Dorothy J. Della Noce holds a Ph.D. in Communication Sciences from Temple University and a J.D. from Western New England School of Law. She taught at the undergraduate, graduate, and professional levels for more than 20 years. Her primary research interest is communication and social change. She is especially interested in how change occurs at the micro-level during human interactions – in dialogue, conversation, negotiation, debate, argumentation, group decision making, team-building, and so on. In 2013, Dr. Della Noce founded The Academic Writing Coach, which is now her full-time occupation. She is also currently an Assistant Editor for Online Learning Journal.

Justin Lev-Tov, a visiting assistant professor, University of Alabama, Birmingham, holds a Ph.D. in Anthropology from the University of Tennessee. He has been a museum reports editor at the university of Alabama and a guest researcher, University of Mainz, Germany. Lev-Tov held a three-year doctoral study fellowship with the W.F. Albright Institute of Archaeological Research in Jerusalem.

Now a CEO of an historic research nonprofit, Tom Magnuson previously worked as general manager for the American Industrial Publications, a computer-based training and logistics system vendor, and an engineering director for a high-speed optical scanning manufacturer. He also has served in the U.S. Marine Corps and Merchant Marine.

A former assistant professor in the Political Science Department at East Carolina University, Steve Modlin holds a Ph.D. from Mississippi State University and an M.P.A. from East Carolina University, focusing on local government budgeting and finance in public administration and policy. Modlin also served as a managing consultant for the town of Princeville, North Carolina, and has published widely in journals that include the Public Administration Research, Public Administration Quarterly, Journal of Public and Nonprofit Affairs, Public Finance and Management, Journal of Public Budgeting, Accounting & Financial Management, and Public Budgeting & Finance.

Aisha Musa hold a Ph.D. in Arabic and Islamic studies from the Department of Near Eastern Languages and Civilizations at Harvard University. Her research and teaching interests include Hadith and Sunna, translation of classical Arabic texts, Qur’anic interpretation, women’s issues, Islamic Law, and modern-day reformist and neo-traditionalist movements. Her work in the formative and classical periods of Islamic history, and her interdisciplinary work in the contemporary period, make it possible to bridge the divide between past and present.

An independent scholar, consultant, coach, writer, and wisdom seeker, Connie Taylor aims to foster an understanding of the value of our human connections in both our personal and business lives. Taylor holds a Ph.D. and MEd and has served both the for-profit and not-for-profit business sectors with strategic planning, business development, and execution strategies.

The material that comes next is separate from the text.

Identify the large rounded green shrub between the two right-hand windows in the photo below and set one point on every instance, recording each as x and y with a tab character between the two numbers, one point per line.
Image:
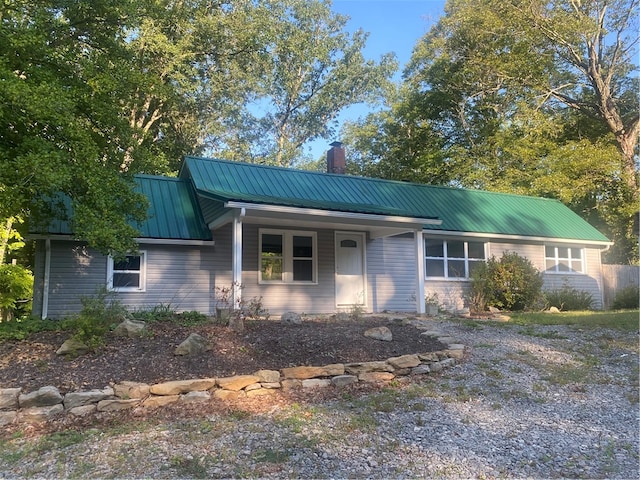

Emily Winerock, a Pittsburgh, Pennsylvania-based historian focuses on the practices and politics of dance in 16th- and 17th-century Europe. Her publications include essays in Playthings in Early Modernity (2017); The Sacralization of Space and Behavior in the Early Modern World (2015); and Worth and Repute: Valuing Gender in Late Medieval and Early Modern Europe (2011); as well as reviews in Renaissance Quarterly, Early Theatre, and Dance Chronicle. She is a co-founder of the Shakespeare and Dance Project, and the founder and moderator of the Dance Historians Network on LinkedIn. A scholar-practitioner, she also teaches Renaissance dance workshops and choreographs for theatrical productions.